Nicholas Kastinovich is a tormented young bookseller struggling to keep his bookstore afloat in the town of San Pedro.  Hassled by his father, ostracized more often than not by his wife his only joy comes from building his collection of books, imagining a brighter future with Katherine, a lady who visits the shop, and hoping for a clear indication of friendship from the infamous author Charles Bukowski, who lives in the area.

This is a book where our lead character is bared naked to the reader.  We are privy to his every thought, movement, irritation, desire and dream.   Narrated throughout by Kastinovich the story is honest and sad.  There is no glossing over depression, there is no hiding from the dispossessed feeling to the downtown area of San Pedro.  But somewhere within this melancholy there is hope and a belief that better things are still to come.

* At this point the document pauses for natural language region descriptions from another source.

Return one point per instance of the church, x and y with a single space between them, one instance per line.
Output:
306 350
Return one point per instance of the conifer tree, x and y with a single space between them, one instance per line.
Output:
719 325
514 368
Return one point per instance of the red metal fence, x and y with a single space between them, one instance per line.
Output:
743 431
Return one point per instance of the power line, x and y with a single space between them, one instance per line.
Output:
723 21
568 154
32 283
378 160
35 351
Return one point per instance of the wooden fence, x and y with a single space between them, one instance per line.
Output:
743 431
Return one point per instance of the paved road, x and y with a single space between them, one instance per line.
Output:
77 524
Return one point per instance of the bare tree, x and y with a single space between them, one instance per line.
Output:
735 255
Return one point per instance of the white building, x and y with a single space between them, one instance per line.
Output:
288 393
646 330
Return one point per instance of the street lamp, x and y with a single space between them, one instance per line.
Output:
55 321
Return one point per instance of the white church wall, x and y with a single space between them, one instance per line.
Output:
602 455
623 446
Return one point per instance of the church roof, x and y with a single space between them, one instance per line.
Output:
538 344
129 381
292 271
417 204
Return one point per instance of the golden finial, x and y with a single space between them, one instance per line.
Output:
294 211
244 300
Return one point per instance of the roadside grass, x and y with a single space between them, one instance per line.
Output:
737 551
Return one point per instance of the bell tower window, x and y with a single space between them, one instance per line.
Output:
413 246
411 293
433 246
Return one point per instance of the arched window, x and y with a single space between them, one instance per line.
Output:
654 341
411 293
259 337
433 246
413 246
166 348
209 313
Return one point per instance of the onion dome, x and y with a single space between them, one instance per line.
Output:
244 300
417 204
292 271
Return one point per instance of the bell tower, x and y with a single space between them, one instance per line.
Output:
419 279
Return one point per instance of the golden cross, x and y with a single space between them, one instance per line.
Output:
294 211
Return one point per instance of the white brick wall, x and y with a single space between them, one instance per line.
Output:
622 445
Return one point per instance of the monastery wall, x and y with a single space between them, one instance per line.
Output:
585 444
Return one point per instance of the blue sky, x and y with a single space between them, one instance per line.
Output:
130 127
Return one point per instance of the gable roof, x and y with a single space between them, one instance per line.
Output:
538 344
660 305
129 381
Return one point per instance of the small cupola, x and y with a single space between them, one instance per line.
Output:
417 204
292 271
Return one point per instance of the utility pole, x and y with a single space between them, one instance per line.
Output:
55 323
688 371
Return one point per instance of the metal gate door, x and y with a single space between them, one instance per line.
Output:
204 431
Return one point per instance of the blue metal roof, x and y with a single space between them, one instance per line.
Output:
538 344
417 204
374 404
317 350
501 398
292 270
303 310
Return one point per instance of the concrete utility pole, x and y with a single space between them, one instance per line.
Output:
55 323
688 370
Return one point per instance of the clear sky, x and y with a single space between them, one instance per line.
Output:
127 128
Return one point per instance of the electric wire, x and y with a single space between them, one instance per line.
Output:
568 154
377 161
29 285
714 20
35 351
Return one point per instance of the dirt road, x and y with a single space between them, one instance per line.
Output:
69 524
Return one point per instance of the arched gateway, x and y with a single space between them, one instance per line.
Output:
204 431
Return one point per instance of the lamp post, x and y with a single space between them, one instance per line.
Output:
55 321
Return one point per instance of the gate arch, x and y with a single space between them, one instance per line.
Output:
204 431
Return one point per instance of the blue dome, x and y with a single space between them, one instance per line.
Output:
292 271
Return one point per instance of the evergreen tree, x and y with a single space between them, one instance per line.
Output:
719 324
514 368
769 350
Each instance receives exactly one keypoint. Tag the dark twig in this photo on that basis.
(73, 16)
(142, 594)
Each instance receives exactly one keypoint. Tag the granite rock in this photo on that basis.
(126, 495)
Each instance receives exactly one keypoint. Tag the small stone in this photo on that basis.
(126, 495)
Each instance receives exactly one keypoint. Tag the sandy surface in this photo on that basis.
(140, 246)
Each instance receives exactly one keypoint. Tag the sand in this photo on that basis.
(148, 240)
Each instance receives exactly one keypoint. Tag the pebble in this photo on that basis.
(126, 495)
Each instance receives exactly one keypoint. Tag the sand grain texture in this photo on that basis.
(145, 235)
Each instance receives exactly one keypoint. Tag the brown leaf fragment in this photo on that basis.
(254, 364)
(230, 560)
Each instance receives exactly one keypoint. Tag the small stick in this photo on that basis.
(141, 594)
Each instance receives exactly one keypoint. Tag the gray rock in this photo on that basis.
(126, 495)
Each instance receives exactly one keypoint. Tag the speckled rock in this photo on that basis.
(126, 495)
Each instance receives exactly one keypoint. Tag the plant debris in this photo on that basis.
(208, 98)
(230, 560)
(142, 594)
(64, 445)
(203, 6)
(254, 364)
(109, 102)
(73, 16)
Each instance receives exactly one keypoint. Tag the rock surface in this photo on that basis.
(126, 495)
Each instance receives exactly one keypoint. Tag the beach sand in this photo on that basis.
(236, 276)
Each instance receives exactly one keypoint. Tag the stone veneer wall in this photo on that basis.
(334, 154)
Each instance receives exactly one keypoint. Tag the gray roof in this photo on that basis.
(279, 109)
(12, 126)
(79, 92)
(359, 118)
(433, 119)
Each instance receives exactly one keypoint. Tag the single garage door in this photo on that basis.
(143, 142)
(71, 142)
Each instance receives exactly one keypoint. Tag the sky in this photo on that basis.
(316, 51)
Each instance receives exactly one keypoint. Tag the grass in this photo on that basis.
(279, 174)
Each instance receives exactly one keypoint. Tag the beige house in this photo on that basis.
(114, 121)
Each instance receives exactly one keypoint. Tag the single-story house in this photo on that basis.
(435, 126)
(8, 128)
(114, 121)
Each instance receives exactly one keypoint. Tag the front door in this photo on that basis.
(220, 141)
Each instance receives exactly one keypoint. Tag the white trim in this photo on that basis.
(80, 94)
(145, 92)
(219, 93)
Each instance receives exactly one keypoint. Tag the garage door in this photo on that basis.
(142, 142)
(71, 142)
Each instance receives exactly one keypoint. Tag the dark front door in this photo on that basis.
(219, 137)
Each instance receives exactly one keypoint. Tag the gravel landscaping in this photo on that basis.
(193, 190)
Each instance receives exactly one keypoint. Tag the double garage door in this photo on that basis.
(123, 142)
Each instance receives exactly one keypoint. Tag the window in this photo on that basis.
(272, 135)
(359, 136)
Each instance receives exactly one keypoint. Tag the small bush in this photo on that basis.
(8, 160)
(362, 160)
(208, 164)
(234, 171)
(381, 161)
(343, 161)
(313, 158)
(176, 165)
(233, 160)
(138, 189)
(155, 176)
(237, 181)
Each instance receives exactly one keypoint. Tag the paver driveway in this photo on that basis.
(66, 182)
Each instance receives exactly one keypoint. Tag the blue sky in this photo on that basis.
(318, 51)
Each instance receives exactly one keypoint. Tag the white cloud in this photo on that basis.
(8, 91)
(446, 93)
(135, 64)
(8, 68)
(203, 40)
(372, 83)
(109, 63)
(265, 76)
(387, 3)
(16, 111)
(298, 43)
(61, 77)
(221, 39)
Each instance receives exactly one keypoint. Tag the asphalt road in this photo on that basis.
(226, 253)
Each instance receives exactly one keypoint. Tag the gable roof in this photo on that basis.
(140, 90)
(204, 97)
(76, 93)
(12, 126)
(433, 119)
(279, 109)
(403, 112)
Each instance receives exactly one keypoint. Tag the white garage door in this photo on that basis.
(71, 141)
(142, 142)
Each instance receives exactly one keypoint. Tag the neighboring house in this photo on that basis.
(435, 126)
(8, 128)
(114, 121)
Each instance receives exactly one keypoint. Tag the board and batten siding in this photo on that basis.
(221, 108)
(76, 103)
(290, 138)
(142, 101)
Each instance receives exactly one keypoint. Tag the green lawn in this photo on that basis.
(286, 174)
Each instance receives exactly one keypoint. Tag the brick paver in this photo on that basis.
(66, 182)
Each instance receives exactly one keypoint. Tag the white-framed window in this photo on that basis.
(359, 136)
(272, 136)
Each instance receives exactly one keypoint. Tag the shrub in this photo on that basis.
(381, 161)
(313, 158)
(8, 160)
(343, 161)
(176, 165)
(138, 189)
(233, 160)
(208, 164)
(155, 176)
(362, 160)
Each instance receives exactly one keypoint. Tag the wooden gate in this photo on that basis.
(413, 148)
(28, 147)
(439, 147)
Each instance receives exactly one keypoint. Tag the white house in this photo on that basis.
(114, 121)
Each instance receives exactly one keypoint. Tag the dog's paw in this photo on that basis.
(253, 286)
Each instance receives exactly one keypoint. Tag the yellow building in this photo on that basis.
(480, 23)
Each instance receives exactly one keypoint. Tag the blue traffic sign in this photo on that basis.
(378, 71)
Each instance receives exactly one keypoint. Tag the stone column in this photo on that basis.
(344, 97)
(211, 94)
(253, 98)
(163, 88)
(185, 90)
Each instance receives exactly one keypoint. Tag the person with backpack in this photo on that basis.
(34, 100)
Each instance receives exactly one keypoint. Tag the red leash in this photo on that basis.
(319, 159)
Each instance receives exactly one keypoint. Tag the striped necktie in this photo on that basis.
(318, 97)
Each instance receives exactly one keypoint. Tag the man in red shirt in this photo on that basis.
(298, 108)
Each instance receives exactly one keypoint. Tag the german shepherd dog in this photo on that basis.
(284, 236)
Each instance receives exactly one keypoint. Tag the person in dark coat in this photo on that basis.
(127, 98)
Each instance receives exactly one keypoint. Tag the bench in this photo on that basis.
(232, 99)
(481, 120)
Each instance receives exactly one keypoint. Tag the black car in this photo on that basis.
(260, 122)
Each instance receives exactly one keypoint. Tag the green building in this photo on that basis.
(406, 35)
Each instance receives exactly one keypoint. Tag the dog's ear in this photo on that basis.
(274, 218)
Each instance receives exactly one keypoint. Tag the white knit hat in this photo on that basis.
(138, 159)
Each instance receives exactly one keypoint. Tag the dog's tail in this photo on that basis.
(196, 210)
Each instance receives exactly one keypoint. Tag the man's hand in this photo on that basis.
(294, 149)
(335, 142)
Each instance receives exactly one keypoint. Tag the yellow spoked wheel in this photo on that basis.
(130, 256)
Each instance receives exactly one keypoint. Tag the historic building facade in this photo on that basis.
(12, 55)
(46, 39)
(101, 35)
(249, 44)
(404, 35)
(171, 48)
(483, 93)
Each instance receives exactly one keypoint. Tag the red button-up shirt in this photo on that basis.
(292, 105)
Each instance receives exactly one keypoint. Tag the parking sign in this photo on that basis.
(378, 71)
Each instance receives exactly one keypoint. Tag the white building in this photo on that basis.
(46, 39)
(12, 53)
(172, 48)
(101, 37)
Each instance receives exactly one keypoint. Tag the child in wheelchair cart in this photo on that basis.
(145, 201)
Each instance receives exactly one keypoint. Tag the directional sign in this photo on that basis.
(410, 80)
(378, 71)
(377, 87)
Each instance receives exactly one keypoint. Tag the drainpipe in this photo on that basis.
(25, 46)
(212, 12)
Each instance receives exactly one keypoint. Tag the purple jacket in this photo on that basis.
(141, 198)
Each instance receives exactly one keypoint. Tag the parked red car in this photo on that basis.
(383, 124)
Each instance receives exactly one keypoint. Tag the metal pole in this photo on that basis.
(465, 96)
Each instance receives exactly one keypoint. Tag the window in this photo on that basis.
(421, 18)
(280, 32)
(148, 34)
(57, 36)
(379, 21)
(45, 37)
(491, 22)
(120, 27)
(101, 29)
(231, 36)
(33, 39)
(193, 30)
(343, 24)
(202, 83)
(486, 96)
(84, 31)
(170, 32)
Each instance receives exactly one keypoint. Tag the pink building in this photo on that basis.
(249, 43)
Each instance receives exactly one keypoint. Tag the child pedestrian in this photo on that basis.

Any lover of books who has at one time or another found solace within the pages of a novel or even spent a day hidden away in a bookshop will immediately empathise with Kastinovich and understand why and how his books become such a lifeline for him.  The bookshop alone is his beacon for the brighter future.  When we are at our lowest, when we feel the world can offer us nothing, to a lover of books there is always a place to escape, there amongst the letters, words, paragraphs and chapters do we find our place.  Like a comfort blanket the words swirl around us and take us away from our misery.  Kastinovich is a character we can all identify with.

What I loved about this book is the honest and brutal narrative.  The style reminded me of Nick Hornby’s High Fidelity, one man pouring his heart out and over analysing life to us his captive audience.  I don’t know how other people read but for me characters have voices, I hear the tones and lilts within their speech as I read the book.  Kastinovich could only ever be voiced by one person in my opinion and that is David Sadaris.  Sadaris is well known for his autobiographical and self-deprecating humour which is a perfect match for our down trodden bookseller.

Whilst you feel for Kastinovich when things get tough there are also many times when you can’t help but will him to just grow some balls and take control of his situation.  There is a strong trait of self-pity in our leading character and I found myself in part waiting for the straw that would break the camel’s back and force him into action.

Ultimately very little happens in Shadowboxing with Bukowski – there is no great twist in the story, no climatic ending but there is a truth and openness.  On completing it I’m not moved like some books, my views have not been challenged and no thoughts have been provoked, but I’ve enjoyed spending time with Kastinovich.  It was sort of like having tea with a relative, it was hard going at times but you’re left feeling the other person got far more out of it than you and that’s ok.